Sen. Dinniman calls for eliminating property taxes

State Senator Andrew Dinnaman, D-19th Dist., told The Mercury that he decided to become a co-sponsor of the property tax bill SB 76 Tuesday making him the 24th senator to support elimination of school property taxes. Photo by John Strickler/The Mercury

HARRISBURG — When supporters of legislation aimed at eliminating school property taxes stepped onto their Harrisburg-bound buses early Tuesday morning, they believed they were three senators away from achieving a majority.

Before lunchtime, state Sen. Andrew Dinniman, D-19th Dist., told The Mercury he was ready to sign on by the end of the week.

“My key thing is I wanted to understand whether things were revenue neutral,” Dinniman said. “And it appears they can be.”

Following information Dinniman received Monday in the Democratic Caucus, he believes the revenue formula proposed in House Bill/Senate Bill 76 could provide the same amount of funding to schools as the current property tax-dependent formula.

The bills call for doing away with property taxes in favor of a combination of higher earned income and sales taxes as well as a hotel occupancy tax. Some loopholes and exceptions in the current sales tax would also be closed so more items and services would be subject to the tax.

As it stands right now, the bills are parked in their respective finance committees.

With the pending addition of Dinniman to the sponsors for S.B. 76, only two more senators are needed to secure a 26-vote majority for a bill to pass.

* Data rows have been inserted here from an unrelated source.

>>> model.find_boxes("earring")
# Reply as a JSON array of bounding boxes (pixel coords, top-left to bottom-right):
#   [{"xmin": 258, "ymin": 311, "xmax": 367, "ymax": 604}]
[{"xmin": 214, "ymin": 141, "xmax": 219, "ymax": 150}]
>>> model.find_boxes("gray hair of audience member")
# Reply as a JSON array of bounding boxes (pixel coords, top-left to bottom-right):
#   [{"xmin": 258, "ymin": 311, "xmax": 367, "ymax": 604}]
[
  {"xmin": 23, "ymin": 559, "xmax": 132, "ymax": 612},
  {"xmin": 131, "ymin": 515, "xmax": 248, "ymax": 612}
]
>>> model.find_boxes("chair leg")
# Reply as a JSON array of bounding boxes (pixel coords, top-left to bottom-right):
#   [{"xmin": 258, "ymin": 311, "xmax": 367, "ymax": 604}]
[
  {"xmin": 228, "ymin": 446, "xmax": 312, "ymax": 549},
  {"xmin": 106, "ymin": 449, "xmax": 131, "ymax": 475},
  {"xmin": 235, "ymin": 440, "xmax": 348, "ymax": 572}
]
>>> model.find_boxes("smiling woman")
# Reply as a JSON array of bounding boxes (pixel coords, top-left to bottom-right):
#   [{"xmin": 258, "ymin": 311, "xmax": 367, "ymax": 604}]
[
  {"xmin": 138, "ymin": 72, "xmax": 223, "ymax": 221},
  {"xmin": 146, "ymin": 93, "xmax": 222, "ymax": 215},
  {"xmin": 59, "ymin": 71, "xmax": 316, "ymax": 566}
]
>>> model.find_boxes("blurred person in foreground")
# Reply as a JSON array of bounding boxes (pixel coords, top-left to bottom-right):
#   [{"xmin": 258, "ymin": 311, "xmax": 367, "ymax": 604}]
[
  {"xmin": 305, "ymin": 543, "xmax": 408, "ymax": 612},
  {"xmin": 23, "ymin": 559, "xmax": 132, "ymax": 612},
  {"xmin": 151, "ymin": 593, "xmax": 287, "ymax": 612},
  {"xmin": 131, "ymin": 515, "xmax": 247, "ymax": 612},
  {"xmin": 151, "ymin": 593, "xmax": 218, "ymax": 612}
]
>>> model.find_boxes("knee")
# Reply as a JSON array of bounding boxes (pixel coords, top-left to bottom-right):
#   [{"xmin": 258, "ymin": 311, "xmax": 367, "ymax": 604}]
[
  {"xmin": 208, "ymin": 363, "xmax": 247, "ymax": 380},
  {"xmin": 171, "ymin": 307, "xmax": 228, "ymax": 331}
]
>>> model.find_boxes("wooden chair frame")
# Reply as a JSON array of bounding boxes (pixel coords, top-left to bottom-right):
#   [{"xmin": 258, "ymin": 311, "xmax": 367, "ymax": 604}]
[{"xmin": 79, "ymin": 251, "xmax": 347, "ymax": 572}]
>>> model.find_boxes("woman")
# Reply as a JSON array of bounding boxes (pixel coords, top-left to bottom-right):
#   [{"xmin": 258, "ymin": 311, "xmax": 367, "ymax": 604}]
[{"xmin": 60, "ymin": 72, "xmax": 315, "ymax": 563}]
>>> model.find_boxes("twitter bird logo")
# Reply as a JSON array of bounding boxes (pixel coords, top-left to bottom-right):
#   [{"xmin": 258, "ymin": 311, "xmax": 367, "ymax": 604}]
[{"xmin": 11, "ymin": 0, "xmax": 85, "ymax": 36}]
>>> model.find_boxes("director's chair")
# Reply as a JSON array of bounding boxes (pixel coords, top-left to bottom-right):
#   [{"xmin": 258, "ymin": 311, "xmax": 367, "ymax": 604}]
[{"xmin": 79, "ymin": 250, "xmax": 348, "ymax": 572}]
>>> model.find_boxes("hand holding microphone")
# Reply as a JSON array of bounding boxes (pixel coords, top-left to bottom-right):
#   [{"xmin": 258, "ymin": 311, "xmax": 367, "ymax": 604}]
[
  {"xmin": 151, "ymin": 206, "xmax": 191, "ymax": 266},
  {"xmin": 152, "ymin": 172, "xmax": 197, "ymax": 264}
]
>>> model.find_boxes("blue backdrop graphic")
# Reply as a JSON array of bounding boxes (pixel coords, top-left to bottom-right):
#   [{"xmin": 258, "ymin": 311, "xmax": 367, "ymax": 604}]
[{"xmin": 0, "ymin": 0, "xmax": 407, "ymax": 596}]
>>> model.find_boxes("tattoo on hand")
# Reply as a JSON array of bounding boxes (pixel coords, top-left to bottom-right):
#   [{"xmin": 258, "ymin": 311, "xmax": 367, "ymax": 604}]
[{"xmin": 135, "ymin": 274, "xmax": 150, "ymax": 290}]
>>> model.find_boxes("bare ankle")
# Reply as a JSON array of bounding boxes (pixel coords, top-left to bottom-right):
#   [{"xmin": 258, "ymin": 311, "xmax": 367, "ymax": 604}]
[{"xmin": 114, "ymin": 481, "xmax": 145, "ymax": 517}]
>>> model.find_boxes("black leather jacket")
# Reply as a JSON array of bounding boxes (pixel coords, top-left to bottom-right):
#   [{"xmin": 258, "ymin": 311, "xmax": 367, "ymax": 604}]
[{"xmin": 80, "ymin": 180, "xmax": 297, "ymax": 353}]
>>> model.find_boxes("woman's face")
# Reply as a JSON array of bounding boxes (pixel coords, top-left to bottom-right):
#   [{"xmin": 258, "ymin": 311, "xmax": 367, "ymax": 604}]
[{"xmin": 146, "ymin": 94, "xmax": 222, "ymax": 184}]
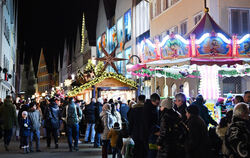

“That was the purpose” of Tuesday’s rallying and lobbying, said David Baldinger, one of the leaders of the Pennsylvania property tax elimination movement. Baldinger helped “craft” the bills and coordinated Tuesday’s efforts by the Pennsylvania Coalition of Taxpayer Associations.

“It’s tremendously significant that (Dinniman) sponsors this and he’s on the (Senate) Education Committee,” Baldinger said. “That lends a lot of support to this.”

Dinniman is optimistic about the chances for property tax relief.

“There seems to be a very strong consensus that property tax (reform) is not only needed but we need to focus in on (SB) 76 because it has a great chance of succeeding,” Dinniman said Tuesday.

Although Dinniman said he has recognized a need for property tax reform, he had concerns about the system of funding HB/SB 76 is proposing.

When he started out, Dinniman said, school districts from areas with traditionally poorer demographics were having difficulty funding their schools. Now, with businesses seeking reassessments, Dinniman said even wealthier school districts, such as Spring-Ford Area School District, need help.

“I wanted to make sure this was revenue neutral and not hurt the public schools that are already struggling,” Dinniman said.

After seeing additional information, Dinniman believes that funding can be maintained and plans to add his name as a co-sponsor to the bill.

Dinniman said he gave careful consideration to the proposed property tax elimination bills.

“You want to see if this is feasible. You don’t want to raise hopes,” Dinniman said. “That has been done for 30 years if, fiscally, it wasn’t feasible because the schools still have to operate.”

Still, both Dinniman and his colleague, state Sen. John Rafferty, R-44th Dist., both know that having sponsors on a bill doesn’t directly translate to votes.

“People signed on, which is great, but a lot of the interest groups haven’t weighed in yet,” Rafferty said. “We’ll have to see how that pans out.”

Rafferty is currently trying to get support for his own bill, SB 1, a transportation plan for the state, and has found it tough going. He indicated HB/SB 76 might face the same adversity.

“I won’t say I’m confident, but I’m watching the stagnation of transportation and some of the other issues,” Rafferty said. “But I think it’s a vitally important issue.”

The leadership of both chambers must call the bills up for a vote, and the bills must garner 102 votes in the House and 26 in the Senate. Then Gov. Tom Corbett must sign off on the bill.

“The math is 102 (representatives) plus 26 (senators) plus one (governor). The numbers have to add up.” Dinniman said. ”If any of those numbers don’t add up, it will fail.”

Eliminating property taxes would level the academic playing field, according to Dinniman, and also make other activities hit hard by taxes, such as farming, possible again.

“It allows us to take care of some of the needs of the less affluent areas,” he said.

Dinniman also said he’d be surprised if the bills came through exactly as they are now.

Years ago, Dinniman said he proposed a greater tax on Marcellus Shale gas in the effort to knock out some property taxes. That idea could resurface again to help alleviate property taxing, he said.

“If it results in eliminating or significantly reducing property tax, we all win,” Dinniman said.

When asked if he thought something would be done within the year, Dinniman again said it depended on the legislative leaders and the governor, but he also said there seemed to be a strong movement among the rank and file legislators which could force their leaders to do something.

That makes him think some sort of reduction in property tax is coming, if it isn’t eliminated altogether.

“It seems to me that we have a moral imperative to finally take care of it,” Dinniman said. “The American Dream is to own your own house and it’s very cruel to end that dream so abruptly when one retires and can’t afford the taxes.”